Ибо тогда обнаруживаемые нами в этом теле свойства зависели бы от этой сложной идеи, были бы выводимы из нее и была бы известна их необходимая связь с нею, например, все свойства треугольника зависят от сложной идеи трех линий, ограничивающих пространство, и, насколько могут быть обнаружены, выводятся из нее. Но ясно, что в наших сложных идеях субстанции не содержатся такие идеи, от которых зависят все другие качества, которые можно найти в них. Обычная идея людей о железе есть идея тела определенного цвета, веса и твердости, а одно из свойств, которые люди признают принадлежащими железу, есть ковкость. Но это свойство не имеет необходимой связи с этой сложной идеей или какой-нибудь ее частью. И у нас в равной мере нет оснований думать ни о том, что ковкость зависит от данного цвета, веса и твердости, ни о том, что данный цвет или вес зависит от его ковкости.

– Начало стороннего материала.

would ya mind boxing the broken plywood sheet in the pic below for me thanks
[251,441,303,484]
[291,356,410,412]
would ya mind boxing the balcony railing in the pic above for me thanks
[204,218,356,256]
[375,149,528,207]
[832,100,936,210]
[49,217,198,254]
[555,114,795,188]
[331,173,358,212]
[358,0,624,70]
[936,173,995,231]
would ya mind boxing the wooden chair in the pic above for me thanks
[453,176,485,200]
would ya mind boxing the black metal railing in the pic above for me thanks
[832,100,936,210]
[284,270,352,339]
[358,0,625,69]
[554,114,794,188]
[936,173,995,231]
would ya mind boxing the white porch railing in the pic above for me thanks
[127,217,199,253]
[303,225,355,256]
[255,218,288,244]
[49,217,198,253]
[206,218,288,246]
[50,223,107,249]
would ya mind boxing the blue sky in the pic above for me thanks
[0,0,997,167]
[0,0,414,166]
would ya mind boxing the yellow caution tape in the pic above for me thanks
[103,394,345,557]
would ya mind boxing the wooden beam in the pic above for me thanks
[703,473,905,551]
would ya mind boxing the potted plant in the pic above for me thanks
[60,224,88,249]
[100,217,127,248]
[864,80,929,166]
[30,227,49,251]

И хотя мы ничего не знаем об этих реальных сущностях, однако нет ничего обычнее того, что люди подводят (attribute) виды вещей под [некоторые] такие сущности.

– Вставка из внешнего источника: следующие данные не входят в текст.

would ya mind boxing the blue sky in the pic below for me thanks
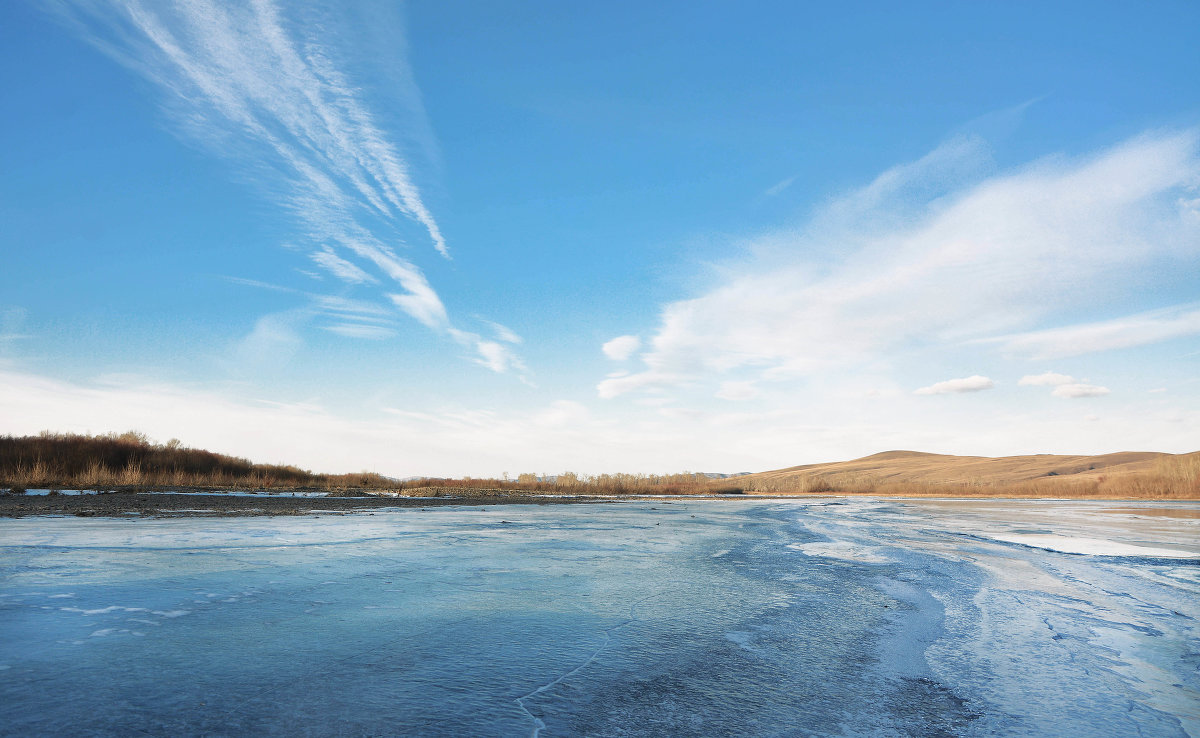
[1,1,1198,476]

Локк объясняет, что раз идея железа сложна (железо тяжелое, блестит и т. д.), то ковкость не может входить в эту идею, но только в идею целой группы металлов, которые тоже ковкие. В этом смысле мы можем говорить, что признак железа – ковкость, лишь через приписывание общих свойств частным вещам, но не проясняя идею вещи и не приближаясь к ее сущности. Так Локк доказывает, что мы не имеем никакого знания, способного вычленить сущность вещи, так как наши наблюдения над ней либо охватывают отдельные свойства, образуя сложное и не всегда адекватное понятие, либо вообще говорят о свойствах группы вещей, а не вещи, и, значит, характеризуют группу, а не ее саму.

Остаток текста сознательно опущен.